Ask any Galvestonian that same question and these are the types of answers you’ll get. We think we might have sex trafficking here. We hear about it sometimes in the media. But that’s just a life choice, right? Most people can get out of those situations if they really try. I mean, she has a cell phone, so she can call for help whenever she wants to.
Those are all opinions I have heard over the last several months when talking to people about the sex trafficking landscape in Galveston. Trafficking is one of those things that usually looks like something else: prostitution, dancing, sugar daddies, happy endings.
Sex trafficking is defined as using force, fraud, or coercion to exploit an individual to perform a commercial sex act. Try this. Ask someone whether we have prostitution in Galveston. Different answers, right? The first step in acknowledging the prevalence of trafficking in our area is realizing that most prostitution is, in fact, trafficking.

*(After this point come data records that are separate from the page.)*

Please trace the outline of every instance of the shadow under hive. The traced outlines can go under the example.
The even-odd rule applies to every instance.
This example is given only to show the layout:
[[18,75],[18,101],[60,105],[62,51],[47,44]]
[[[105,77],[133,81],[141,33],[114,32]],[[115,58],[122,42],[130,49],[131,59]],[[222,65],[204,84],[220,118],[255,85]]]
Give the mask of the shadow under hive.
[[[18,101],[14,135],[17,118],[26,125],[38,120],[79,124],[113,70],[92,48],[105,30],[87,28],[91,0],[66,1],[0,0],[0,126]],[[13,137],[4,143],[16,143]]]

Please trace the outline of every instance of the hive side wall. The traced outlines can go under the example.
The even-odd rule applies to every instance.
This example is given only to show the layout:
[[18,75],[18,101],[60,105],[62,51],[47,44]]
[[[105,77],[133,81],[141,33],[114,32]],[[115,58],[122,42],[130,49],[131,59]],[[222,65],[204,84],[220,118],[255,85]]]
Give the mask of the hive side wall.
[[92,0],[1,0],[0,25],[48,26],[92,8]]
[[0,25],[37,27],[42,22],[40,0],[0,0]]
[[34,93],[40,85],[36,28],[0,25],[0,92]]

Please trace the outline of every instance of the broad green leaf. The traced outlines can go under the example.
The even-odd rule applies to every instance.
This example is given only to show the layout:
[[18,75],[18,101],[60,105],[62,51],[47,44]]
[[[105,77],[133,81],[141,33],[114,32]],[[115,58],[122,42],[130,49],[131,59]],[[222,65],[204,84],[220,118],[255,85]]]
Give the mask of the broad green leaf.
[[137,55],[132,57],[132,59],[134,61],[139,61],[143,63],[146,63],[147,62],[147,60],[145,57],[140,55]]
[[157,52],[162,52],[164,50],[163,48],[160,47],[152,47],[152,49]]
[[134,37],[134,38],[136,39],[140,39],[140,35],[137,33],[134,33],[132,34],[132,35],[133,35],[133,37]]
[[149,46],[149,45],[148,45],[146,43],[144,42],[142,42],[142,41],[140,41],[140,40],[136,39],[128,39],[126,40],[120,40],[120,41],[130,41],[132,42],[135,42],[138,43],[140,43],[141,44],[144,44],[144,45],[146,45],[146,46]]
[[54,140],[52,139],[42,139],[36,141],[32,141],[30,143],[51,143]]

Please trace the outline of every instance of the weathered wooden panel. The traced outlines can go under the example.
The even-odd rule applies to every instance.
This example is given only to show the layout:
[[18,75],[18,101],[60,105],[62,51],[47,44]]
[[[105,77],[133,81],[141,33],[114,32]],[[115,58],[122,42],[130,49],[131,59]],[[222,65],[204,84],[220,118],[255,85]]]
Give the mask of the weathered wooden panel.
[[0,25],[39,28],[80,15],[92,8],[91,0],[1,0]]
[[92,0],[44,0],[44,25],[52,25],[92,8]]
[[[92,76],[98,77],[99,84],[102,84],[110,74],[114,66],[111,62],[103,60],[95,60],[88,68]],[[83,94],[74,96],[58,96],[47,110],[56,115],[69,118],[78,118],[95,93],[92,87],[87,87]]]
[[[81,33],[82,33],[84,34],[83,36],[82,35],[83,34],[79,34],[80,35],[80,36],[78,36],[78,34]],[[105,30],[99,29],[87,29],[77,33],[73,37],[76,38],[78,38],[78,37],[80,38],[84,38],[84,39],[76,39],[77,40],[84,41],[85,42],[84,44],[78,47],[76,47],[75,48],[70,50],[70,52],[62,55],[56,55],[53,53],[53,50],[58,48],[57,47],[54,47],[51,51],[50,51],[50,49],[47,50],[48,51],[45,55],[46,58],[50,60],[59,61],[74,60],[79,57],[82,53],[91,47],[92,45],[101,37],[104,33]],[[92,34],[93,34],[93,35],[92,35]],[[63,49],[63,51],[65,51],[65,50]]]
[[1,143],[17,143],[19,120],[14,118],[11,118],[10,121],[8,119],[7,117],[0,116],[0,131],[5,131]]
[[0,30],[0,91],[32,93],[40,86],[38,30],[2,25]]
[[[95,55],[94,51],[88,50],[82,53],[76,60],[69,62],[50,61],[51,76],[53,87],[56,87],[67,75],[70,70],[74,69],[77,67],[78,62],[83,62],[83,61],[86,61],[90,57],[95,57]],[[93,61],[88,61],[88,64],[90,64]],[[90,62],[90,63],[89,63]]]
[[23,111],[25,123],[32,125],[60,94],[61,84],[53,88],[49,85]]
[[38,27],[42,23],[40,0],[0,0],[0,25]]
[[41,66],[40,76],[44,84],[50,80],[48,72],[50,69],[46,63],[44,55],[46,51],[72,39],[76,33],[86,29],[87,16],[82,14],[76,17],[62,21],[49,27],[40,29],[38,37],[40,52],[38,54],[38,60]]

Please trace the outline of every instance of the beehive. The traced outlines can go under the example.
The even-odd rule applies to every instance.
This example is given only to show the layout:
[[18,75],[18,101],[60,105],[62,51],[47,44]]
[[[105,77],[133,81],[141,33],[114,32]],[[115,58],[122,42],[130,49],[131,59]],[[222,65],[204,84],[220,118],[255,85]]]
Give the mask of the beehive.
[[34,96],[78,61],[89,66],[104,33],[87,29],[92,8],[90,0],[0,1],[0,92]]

But here’s where it gets interesting: that means, as a society, we must begin humanizing prostitutes. It means we have to start having conversations that acknowledge that life isn’t as black and white as some of us want to believe—that a prostitute can both choose to stay with a pimp and want to escape “the life” at the same time. We have to open ourselves up to the possibility that a pimp can be a lifeline for a prostitute who doesn’t have any better options, and that leaving isn’t as simple as walking out the door and never coming back. At the same time, we must admit that he is exploiting her, preying on her vulnerabilities, and we must start holding him accountable for the crime he’s committing instead of victim shaming her.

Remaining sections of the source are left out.